Very few people in the western world regularly use a ripsaw to convert timber these days, but it is still common practise in India. Pintso took Lucy and I up to the Buddhist monastery that was being rebuilt near his village, we passed these two men working in the jungle. They were hired to convert a load of trees that had grown up on an abandoned rice terrace. These planks were for a house just up the hill. When I say hill, I mean mountain, everything is either very steeply up or down.
This is a covered saw pit for when it rains
The sawyers stayed onsite for the duration of the works. Accommodation is a tarp each and a very uncomfortable looking sleeping platform, plus a few pots and pans etc.
The one thing that I noticed straight away when watching these sawyers work was the pace they worked. It was relaxed, and rightly so if you are spending days at the same job. The most interesting action that these craftsmen performed was that with every stroke they relaxed their hands. Watch the video and you will see this clearly.
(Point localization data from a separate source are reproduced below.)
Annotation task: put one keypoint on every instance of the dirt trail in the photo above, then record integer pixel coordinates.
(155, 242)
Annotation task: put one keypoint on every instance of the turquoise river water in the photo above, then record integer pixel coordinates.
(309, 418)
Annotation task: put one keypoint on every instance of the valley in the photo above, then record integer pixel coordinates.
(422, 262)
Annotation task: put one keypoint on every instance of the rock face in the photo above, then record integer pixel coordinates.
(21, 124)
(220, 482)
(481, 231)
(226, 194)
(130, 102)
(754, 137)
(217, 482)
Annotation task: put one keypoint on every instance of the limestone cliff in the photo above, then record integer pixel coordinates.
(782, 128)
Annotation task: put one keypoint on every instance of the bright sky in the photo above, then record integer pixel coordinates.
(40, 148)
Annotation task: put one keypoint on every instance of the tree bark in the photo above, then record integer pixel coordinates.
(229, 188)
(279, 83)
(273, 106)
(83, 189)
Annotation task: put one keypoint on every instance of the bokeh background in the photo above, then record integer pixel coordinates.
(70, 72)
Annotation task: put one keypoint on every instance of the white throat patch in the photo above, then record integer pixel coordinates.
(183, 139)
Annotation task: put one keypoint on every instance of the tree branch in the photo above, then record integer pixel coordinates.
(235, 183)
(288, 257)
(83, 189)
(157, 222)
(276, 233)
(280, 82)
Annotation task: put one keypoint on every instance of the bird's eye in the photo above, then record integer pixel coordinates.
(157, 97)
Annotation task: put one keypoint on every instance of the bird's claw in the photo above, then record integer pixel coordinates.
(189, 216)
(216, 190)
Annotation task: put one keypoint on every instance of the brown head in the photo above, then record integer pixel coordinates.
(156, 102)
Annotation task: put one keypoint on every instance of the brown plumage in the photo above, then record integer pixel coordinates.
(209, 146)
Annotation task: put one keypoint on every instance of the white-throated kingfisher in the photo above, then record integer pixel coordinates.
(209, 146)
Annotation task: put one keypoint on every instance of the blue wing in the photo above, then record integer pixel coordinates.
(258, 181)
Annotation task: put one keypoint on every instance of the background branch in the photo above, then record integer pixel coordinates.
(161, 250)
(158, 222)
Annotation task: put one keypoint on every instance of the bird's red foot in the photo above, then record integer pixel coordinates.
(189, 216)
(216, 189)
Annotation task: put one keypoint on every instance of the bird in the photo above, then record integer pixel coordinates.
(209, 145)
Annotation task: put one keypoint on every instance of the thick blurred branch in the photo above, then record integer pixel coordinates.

I think this is something that we should all take note of. When we learn something new we tend to tense up. This tension can become embodied and we never learn to relax properly. Over gripping or holding on too tight can obviously cause strains and injuries to our bodies, especially after years of doing it.
When using the push knife to make fan birds I grip it too tightly, this has become habit. I have to consciously relax my hands at the end of each push. To be honest this does not yet feel natural but I have to embody this new habit otherwise I could at some future date find I have damaged my hands. Watching the pace and how relaxed these guys are working, was a pleasure, as is watching anyone at the top of there game.
The planks never seemed to be stickered and I often saw planks left upright in the sun to dry. I shocked my hosts by saying that the wood that I saw being converted would take between 1 and 3 years to be seasoned and ready for use in the UK. Even more shock when I said that trees took between 50 and 150 years to grow before they were ready for felling.